With such a loss from flaring, is Exxon really doing Guyana any good?
Arjoon-Martins appeared on Kaieteur Radio’s Petroleum 101 on Tuesday night, alongside Sustainability Engineer, Cathal Singh, where they discussed threats to the environment in the context of Guyana’s oil and gas sector.
She noted that her advocacy is not about opposition to the oil industry, that she supports oil production in a framework of sound regulation and mitigation of negative impacts on the environment.
Where Exxon’s flaring is concerned, more than 10B cubic feet of gas has been flared at the Liza Phase One project. Exxon claims that it is due to a defective gas compressor currently undergoing repairs in Germany.
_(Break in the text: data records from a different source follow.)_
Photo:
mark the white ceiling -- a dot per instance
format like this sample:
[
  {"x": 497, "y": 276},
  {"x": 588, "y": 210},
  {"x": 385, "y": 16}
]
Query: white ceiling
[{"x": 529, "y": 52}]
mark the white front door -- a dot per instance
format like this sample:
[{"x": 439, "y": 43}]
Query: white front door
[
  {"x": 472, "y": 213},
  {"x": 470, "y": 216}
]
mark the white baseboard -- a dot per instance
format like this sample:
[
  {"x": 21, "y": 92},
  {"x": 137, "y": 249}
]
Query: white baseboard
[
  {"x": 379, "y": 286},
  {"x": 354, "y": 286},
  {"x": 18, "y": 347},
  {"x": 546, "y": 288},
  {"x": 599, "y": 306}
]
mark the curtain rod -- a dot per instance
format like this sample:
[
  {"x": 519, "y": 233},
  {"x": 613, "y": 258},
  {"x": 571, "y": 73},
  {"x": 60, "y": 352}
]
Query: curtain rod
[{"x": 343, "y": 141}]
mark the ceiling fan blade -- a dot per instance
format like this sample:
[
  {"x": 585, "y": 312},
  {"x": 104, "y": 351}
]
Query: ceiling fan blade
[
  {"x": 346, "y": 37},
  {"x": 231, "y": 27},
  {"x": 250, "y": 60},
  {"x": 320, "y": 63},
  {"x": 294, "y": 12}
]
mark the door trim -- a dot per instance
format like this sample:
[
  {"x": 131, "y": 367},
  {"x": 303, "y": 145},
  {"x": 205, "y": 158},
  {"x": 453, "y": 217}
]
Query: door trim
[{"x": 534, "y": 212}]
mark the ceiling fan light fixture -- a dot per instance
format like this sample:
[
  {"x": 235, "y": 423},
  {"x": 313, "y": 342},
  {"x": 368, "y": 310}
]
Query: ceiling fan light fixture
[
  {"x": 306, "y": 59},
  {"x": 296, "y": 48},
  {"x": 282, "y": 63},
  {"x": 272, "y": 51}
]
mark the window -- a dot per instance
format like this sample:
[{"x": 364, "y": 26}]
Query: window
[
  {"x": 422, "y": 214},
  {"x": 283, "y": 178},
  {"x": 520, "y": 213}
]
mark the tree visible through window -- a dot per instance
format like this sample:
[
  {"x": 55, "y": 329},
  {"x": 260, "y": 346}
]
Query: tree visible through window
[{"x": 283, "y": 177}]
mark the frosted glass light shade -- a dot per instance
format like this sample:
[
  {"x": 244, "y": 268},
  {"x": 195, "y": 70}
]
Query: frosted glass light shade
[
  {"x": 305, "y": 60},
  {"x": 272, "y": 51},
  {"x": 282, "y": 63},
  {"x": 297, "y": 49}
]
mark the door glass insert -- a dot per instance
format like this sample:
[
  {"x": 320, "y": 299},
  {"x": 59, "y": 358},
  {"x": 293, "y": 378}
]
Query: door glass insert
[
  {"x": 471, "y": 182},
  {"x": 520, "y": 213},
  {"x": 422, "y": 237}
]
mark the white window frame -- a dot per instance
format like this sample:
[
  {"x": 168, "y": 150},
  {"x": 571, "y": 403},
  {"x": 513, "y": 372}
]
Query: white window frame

The company is yet to put a timeline on the halting of its environmental infraction.
Its attitude, Arjoon-Martins said, is “almost disrespectful”. Kaieteur News had reported that loopholes exist in the Liza Phase One permit that ExxonMobil exploited in its interpretation, to allow it to flare.
The environmentalist said she’s sure that, at the time the EPA permitted Liza-1, there was absolutely no consideration, for the event of an emergency such as what is occurring now with the company’s eight months of flaring.
“I always maintain,” she said, “that the long-term cost of Exxon’s flaring is going to be way above what we’re valuing it at the moment… I think that Exxon could do a whole lot better.”